O conflito na Europa gerou uma crise mundial de distribuição e abastecimento de insumos básicos com ares de século passado. Agora, o risco de desabastecimento de petróleo em vários países é iminente, e no Brasil, não é diferente. Conversamos com um trabalhador petroleiro para entender como um país com tanta capacidade produtiva e de refino, como o nosso, pôde chegar neste ponto.
Para Pedro Lúcio, diretor da CTB Nacional, da FUP e do Sindicato dos Petroleiros, não há dúvidas: a guinada política que o governo federal deu com a Petrobras em 2016, ao deixar de priorizar o mercado nacional, fez com que a empresa não tivesse condições agora de blindar o país desta crise mundial.
São muitos fatores que trouxeram a Petrobras ao nível de fragilidade que a empresa está hoje. Mas a guinada política que aconteceu em 2016, para Pedro, é central. “Em 2016, o governo federal mudou a perspectiva da Petrobras de empresa nacional estatal, para a perspectiva de uma empresa voltada para o rendimento e o mercado de ações. Até então, nós tínhamos uma política voltada para garantir o abastecimento de derivados de petróleo – gasolina, diesel – a preços justos”, explica o petroleiro.
Outro problema é que há anos o preço do petróleo vem apenas subindo, em todo o mundo, e diante deste cenário, a indústria petroleira considera mais lucrativo produzir que refinar petróleo. “A questão é que petróleo por si só não abastece nada, precisa ser refinado. E o Brasil perdeu grande parte de sua capacidade de refino”.
Segundo Pedro, a mudança de política da empresa, impactou também nas prioridades de refino e abastecimento. Das 13 refinarias nacionais, 8 estão em processo de privatização, e uma delas já foi privatizada. A refinaria Ladulpho Alves, na Bahia, que era responsável por 15% da capacidade nacional de refino.
Com menos refinarias, o Brasil se vê refém da importação. E uma vez que o mundo está em crise, importar também ficou mais caro e mais difícil, de forma que quem visa apenas o lucro, não vai empenhar esforços para resolver o problema.

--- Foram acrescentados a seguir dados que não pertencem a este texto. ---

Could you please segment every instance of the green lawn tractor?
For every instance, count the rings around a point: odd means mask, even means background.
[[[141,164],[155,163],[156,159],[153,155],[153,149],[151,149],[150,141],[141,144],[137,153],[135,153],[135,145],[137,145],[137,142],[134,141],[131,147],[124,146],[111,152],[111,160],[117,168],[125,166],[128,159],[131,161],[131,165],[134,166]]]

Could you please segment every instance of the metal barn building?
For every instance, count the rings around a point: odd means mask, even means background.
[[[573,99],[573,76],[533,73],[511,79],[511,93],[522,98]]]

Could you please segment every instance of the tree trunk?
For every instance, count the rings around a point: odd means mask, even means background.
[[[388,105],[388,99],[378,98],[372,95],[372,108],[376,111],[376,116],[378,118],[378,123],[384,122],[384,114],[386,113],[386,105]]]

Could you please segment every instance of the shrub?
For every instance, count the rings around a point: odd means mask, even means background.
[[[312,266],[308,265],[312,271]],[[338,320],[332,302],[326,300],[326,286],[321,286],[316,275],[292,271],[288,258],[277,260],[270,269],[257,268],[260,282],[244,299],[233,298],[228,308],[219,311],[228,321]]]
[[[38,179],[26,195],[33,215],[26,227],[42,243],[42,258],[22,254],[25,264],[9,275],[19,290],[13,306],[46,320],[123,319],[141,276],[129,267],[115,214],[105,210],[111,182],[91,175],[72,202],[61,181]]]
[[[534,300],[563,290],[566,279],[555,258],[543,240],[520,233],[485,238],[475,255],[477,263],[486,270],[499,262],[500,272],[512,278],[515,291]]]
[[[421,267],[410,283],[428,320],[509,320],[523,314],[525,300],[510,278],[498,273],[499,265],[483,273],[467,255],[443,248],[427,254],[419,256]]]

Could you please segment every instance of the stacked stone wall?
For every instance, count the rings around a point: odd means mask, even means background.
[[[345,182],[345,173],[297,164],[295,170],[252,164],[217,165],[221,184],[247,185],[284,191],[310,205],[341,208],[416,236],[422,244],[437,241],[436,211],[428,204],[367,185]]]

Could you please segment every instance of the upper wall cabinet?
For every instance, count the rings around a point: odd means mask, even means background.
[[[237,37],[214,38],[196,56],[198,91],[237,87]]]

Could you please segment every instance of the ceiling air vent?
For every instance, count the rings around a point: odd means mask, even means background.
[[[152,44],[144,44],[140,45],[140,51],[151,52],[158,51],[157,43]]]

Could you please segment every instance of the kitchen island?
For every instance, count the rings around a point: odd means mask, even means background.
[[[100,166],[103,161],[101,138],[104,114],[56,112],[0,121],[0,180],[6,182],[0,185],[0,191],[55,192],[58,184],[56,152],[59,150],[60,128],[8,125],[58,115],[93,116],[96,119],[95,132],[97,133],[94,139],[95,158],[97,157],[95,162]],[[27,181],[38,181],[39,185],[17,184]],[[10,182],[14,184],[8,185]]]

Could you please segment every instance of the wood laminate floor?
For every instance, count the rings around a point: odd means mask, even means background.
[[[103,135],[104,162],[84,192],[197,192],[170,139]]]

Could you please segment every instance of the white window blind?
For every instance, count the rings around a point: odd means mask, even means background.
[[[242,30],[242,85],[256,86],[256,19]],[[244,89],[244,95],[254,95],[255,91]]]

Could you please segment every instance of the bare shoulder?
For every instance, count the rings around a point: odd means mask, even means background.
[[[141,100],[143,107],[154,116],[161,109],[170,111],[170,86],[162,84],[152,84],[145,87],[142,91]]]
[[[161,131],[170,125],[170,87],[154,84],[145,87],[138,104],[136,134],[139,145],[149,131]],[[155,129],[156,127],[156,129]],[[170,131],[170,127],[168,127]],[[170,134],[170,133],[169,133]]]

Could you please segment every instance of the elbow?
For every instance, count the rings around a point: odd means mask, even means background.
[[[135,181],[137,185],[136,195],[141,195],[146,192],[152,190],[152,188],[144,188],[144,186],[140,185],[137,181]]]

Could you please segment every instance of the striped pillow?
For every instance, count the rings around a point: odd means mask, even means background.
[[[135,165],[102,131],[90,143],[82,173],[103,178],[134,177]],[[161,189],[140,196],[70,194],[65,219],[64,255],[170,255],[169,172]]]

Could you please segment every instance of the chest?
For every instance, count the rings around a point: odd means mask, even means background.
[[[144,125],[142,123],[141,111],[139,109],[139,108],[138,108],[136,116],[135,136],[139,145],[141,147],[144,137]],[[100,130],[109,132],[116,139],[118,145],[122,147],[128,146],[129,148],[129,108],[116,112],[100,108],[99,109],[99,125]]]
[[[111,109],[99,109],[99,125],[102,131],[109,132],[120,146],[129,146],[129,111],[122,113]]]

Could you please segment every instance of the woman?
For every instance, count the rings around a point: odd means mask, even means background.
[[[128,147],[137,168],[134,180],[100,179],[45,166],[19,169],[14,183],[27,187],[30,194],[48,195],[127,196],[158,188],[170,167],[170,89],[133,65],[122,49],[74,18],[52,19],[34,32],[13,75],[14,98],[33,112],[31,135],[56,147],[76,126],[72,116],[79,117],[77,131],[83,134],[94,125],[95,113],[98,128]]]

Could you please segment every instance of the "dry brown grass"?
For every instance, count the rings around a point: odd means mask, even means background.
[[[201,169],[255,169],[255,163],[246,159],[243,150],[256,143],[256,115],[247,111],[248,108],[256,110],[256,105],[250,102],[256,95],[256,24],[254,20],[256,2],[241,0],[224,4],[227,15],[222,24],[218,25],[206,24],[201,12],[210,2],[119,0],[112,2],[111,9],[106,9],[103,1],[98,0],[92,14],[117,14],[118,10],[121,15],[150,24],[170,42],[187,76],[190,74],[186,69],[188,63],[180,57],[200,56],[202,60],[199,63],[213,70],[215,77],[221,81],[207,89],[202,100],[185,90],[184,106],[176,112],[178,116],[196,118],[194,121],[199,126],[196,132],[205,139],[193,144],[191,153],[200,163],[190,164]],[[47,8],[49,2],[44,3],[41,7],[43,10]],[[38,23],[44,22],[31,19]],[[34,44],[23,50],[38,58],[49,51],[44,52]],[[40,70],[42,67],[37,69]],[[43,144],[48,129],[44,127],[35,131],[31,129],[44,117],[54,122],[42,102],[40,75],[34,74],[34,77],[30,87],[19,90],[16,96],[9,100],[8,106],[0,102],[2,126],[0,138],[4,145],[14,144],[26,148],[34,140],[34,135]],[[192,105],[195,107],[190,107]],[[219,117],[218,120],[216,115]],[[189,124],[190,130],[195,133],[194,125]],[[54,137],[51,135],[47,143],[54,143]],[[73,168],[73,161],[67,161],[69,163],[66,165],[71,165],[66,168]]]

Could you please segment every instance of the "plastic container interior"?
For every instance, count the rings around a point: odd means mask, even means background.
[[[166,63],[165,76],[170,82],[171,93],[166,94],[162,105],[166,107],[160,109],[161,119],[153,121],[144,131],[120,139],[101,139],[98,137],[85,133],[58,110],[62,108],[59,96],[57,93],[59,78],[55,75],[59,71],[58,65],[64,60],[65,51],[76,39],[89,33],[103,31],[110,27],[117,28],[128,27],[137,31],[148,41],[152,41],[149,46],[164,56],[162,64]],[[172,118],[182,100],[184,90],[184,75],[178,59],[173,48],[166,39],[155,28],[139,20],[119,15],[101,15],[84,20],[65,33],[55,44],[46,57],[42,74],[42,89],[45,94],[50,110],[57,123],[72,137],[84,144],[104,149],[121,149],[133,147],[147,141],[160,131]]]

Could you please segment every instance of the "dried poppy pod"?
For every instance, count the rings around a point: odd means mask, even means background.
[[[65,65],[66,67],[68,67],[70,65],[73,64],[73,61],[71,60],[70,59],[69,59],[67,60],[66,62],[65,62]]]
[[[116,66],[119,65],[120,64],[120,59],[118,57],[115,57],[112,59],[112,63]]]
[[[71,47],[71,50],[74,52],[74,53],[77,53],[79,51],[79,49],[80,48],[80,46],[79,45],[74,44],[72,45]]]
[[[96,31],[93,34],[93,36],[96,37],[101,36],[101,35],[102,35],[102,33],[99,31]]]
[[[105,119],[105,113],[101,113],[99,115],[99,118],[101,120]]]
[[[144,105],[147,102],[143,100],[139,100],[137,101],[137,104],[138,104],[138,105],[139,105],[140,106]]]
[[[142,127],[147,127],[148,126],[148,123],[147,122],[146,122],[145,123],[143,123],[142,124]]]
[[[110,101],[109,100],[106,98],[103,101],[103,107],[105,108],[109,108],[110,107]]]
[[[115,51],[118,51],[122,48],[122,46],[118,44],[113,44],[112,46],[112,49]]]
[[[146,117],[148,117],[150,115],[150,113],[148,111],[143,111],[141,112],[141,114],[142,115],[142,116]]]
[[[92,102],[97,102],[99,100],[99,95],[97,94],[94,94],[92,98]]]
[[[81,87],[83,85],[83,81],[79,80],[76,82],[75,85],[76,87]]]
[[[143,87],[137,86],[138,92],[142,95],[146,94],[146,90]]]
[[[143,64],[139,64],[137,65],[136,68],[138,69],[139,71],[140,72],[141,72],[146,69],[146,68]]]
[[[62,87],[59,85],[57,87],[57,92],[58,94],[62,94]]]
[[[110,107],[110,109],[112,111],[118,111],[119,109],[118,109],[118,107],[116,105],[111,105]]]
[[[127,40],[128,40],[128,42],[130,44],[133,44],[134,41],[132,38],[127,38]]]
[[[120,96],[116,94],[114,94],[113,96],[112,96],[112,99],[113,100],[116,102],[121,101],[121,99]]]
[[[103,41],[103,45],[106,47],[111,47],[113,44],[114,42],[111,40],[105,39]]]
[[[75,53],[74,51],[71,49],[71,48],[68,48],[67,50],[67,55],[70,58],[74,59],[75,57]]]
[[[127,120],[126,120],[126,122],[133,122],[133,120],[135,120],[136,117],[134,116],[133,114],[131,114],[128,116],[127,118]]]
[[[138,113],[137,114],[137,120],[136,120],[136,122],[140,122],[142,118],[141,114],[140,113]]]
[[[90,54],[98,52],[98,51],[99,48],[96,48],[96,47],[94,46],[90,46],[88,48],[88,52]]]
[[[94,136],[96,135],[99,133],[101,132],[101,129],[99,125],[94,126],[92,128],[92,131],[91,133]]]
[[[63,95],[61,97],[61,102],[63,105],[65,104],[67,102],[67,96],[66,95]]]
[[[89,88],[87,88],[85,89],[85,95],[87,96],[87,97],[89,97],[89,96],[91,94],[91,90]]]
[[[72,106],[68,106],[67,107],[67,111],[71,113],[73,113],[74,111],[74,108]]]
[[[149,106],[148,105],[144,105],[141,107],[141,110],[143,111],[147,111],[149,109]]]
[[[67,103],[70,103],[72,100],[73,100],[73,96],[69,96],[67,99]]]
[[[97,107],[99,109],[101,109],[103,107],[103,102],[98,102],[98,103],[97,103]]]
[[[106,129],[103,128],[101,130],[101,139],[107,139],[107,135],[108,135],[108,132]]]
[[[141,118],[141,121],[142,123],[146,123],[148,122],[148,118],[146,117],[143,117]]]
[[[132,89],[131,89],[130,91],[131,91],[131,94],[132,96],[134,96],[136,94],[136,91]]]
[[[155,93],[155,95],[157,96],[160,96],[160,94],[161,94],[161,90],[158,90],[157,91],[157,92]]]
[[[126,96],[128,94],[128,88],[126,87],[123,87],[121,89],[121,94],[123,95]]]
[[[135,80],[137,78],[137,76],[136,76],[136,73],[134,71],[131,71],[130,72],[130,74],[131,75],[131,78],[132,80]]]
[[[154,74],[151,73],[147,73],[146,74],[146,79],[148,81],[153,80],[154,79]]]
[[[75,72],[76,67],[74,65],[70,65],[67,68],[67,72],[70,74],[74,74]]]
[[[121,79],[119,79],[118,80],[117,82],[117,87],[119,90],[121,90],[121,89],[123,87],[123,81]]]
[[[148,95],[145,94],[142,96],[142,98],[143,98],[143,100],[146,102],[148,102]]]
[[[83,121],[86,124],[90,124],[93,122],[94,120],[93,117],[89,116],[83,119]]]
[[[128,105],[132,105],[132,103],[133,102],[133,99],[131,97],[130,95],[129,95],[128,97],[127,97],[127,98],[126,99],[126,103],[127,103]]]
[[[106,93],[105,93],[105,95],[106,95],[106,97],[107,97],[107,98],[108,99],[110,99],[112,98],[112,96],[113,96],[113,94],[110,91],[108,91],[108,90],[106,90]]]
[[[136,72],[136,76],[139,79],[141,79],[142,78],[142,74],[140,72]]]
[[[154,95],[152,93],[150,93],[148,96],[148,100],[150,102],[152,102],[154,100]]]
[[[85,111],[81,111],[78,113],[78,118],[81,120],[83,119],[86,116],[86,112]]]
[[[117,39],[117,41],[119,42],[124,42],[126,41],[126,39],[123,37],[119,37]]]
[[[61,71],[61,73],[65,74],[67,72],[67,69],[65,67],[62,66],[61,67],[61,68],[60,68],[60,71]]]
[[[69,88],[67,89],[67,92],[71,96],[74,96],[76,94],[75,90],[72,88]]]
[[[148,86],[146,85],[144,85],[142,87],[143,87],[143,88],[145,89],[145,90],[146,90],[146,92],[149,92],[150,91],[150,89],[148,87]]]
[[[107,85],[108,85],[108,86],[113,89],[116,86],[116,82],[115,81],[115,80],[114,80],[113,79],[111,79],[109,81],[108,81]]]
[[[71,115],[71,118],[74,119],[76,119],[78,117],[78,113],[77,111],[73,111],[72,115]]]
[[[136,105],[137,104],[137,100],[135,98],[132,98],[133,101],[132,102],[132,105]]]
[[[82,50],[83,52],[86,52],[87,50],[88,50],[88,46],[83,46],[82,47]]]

“O número de importadores no Brasil cresceu 88% nos últimos anos, quase dobrou de 2016 a 2021. Isso porque o governo federal decidiu tirar a Petrobras desse processo de abastecer o mercado nacional, e delegou isso para iniciativa privada, que não tem capacidade de investimento para construir grandes refinarias. Então a solução que eles encontram é pegar petróleo refinado na Índia, China, Singapura, e trazer para cá. Isso gera outro problema: no segundo semestre de 2022 o mundo vai passar por desabastecimento de óleo diesel, em decorrência do baixo nível de estoque mundial. O Brasil vai sofrer com isso por culpa dessas políticas equivocadas que foram aplicadas na Petrobras”, afirma Pedro Lúcio.
Para o dirigente sindical, se o país tivesse seguido no rumo de desenvolvimento e fortalecimento da estatal, como vinha acontecendo nos Governos Lula e Dilma – destaca – hoje a Petrobras teria plenas condições de barrar essa crise e proteger o mercado interno. Mas agora, diante da crise, o presidente Bolsonaro teve condições de barrar o avanço do desmonte, e não o fez. Com isso, o país se vê refém do mercado externo sem possibilidades de defesa.
Trabalhadores pagam o preço
Além de fatiar a empresa em pedaços e fazê-la perder sua capacidade de refino e produção, o governo Bolsonaro também ataca o quadro de funcionários. O desmonte se estende para a base dos trabalhadores.
Pedro Lúcio afirma que “dentro da perspectiva de privatização da estatal, a Petrobras já reduziu muito seu quadro de trabalhadores: desempregou mais de 290 mil terceirizados, e desligou mais de 40 mil trabalhadores concursados. Além disso, tem realizado desmontes nos nossos direitos, que é o caso agora do nosso plano de saúde e Previdência”.
As demissões em massa têm gerado sobrecarga de trabalho aos trabalhadores que ficaram, e isso tem tido impactos imensos na qualidade do desempenho. Muitos trabalhadores apresentam quadro de estafa, adoecimento mental, além da sobrecarga que obriga muitos a até levarem trabalho para casa.
“Para nós petroleiros, e para o Brasil como um todo, é importante que a Petobras retome seu papel de garantidora dos interesses nacionais. Essa crise revela ainda mais o papel das indústrias nacionais”.
Com seu quadro de refinarias completo, a Petrobras teria condições de refinar 89% do petróleo consumido no Brasil. E os outros 11% que “faltariam”, neste caso, seria possível importar sem maiores dificuldades, para atender a demanda do mercado interno, explica o dirigente sindical.
“Mas o impacto dessas políticas de desmonte ao longo destes seis anos foi devastador. Então hoje não é possível garantir que não vai faltar diesel”, finaliza.